We tried for about 6 months, then started fertility tests and found out I had “low ovarian reserve for my age.” So not only did I have fewer eggs just because I was 40, I had even fewer eggs than would have been expected of me at 40. Over the next few months, we had more tests, we started seriously thinking about IVF, and I asked my doctor, “What else can I do?”

“Try not to stress,” he said. “Put away that notebook of questions, stop memorizing statistics, and take a break from Dr. Google.”

So I did. And we got pregnant — without IVF or anything else.
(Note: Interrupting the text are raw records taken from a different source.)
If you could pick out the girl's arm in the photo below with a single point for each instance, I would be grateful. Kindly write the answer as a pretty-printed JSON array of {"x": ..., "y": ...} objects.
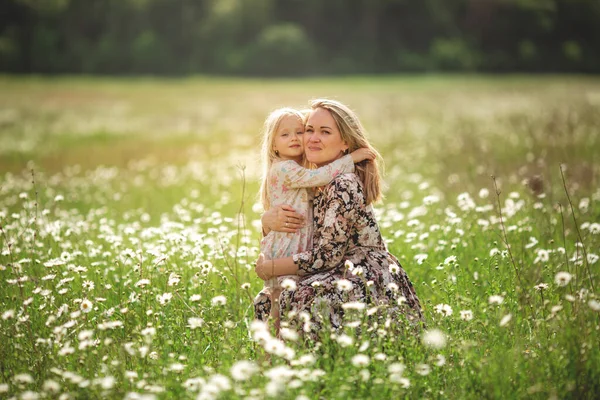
[{"x": 344, "y": 196}]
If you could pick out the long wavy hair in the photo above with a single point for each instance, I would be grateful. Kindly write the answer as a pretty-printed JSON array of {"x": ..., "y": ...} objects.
[
  {"x": 355, "y": 136},
  {"x": 268, "y": 154}
]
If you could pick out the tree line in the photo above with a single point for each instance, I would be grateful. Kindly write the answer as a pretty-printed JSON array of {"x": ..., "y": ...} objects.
[{"x": 298, "y": 37}]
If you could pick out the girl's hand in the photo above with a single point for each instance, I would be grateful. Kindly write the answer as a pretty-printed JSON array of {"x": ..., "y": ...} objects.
[
  {"x": 261, "y": 268},
  {"x": 362, "y": 154},
  {"x": 282, "y": 218}
]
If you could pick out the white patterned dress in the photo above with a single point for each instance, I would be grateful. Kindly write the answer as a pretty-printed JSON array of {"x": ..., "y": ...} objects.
[{"x": 291, "y": 184}]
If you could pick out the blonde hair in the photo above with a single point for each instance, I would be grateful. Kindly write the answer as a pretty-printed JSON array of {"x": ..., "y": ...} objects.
[
  {"x": 354, "y": 135},
  {"x": 268, "y": 153}
]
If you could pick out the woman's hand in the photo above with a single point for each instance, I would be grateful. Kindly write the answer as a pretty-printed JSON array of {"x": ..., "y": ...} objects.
[
  {"x": 263, "y": 268},
  {"x": 282, "y": 218},
  {"x": 362, "y": 154}
]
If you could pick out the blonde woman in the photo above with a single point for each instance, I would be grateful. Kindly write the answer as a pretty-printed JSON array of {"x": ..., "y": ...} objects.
[
  {"x": 348, "y": 260},
  {"x": 286, "y": 181}
]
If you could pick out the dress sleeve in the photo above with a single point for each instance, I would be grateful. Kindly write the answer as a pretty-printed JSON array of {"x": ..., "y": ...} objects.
[
  {"x": 296, "y": 176},
  {"x": 344, "y": 198}
]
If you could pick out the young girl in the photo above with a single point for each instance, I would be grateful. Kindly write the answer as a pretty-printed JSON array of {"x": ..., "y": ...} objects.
[{"x": 286, "y": 181}]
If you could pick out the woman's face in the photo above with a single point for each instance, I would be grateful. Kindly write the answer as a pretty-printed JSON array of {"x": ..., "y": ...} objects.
[{"x": 322, "y": 140}]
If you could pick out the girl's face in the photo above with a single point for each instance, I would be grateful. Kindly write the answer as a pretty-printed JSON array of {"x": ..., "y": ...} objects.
[
  {"x": 288, "y": 138},
  {"x": 322, "y": 139}
]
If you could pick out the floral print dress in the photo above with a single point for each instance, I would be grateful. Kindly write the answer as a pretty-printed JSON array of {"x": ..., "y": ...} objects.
[
  {"x": 290, "y": 183},
  {"x": 349, "y": 263}
]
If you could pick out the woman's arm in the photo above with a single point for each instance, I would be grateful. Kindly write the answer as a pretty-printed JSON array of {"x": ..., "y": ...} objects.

It took 12 months of peeing on ovulation sticks and having a lot of well-timed sex, but it happened.

It just took, well, 12 months longer than it did when I was 29 and 31.

Aside from a significantly longer wait to see two blue lines on a pregnancy test, I can honestly say that my 40-plus pregnancy was no different than my earlier ones. I was officially a woman of AMA (advanced maternal age) — at least they don’t use the term “geriatric mother” anymore — but I certainly wasn’t treated any differently by the midwives who looked after me.

My only health issue was depression, which was an issue during my last pregnancy as well and certainly isn’t related to age. In fact, I think my mental health was better during my most recent pregnancy. I have many more years of experience (of both good and bad mental health), and I’m a lot more open about my illness than I was back then. I’m far less likely to put on a brave face or bury my head in the sand.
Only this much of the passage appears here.